My own mother was a stay at home mum, and I don't think this made me emotionally more stable - in fact I struggled severely with shyness and low self esteem in childhood, so much so that I loathed going to school throughout my primary years (and I didn't exactly love it in secondary but at least I had some friends by then). I can't help but wonder if I could have benefited from more nursery hours than the 3 hours per day that I got from 4 years of age.
So there is no black and white, no ideal situation. Because we can't exactly all be highly educated mums who then abdicate their blossoming careers in favour of being Stay at Home Mums. Some of us aren't highly educated. Some of us can't find a job.
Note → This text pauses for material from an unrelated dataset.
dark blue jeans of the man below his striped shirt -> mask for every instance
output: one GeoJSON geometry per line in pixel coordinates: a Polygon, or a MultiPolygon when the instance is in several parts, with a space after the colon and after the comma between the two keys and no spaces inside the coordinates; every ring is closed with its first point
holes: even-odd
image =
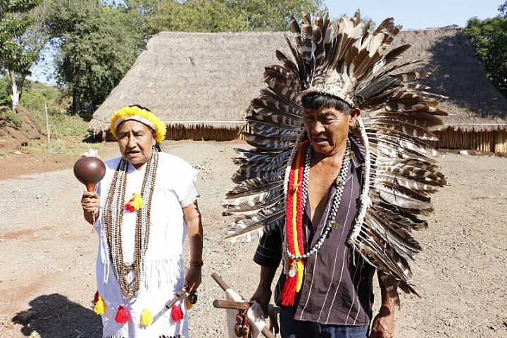
{"type": "Polygon", "coordinates": [[[295,320],[296,306],[282,306],[280,334],[282,338],[368,338],[368,325],[324,325],[295,320]]]}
Some of us can't find the part time job we want. Some of us are better parents if they're not full time parents. Most working parents will go through incredible lengths to ensure that the time they do spend with their children is the best it can be. Above all we've all looked at the evidence and made our choices. I know how important it is to reconnect with my children when I get back, we practice most of what falls under attachment parenting (though I don't follow it as a philosophy, it's just what happened to be our preferred style), we spend quality time together and I listen to my children all the time. I work on improving my parenting and can draw from all the knowledge that comes with delivering a parenting programme. I have amazing childcare providers, so amazing that both my children look forward to it and miss it in the holidays.
And while I believe that Cubling started childcare too early (which was outwith my control and I do not feel in any way guilty about it), there is no doubt in my mind that I've given both my children the best possible start in life I can, all considered.
So, I do not believe that I'm a worse parent for working 4 days a week. I also don't buy into the argument that having a fair deal for Stay At Home Mums is encouraging people to be/stay on benefits (because really, who wants to be on those meagre benefits? Exactly, nobody). We all make or are having to make different and difficult choices but all of us are trying to be the best parent to our children whom we love more than ourselves. And those choices should be respected, valued and viable.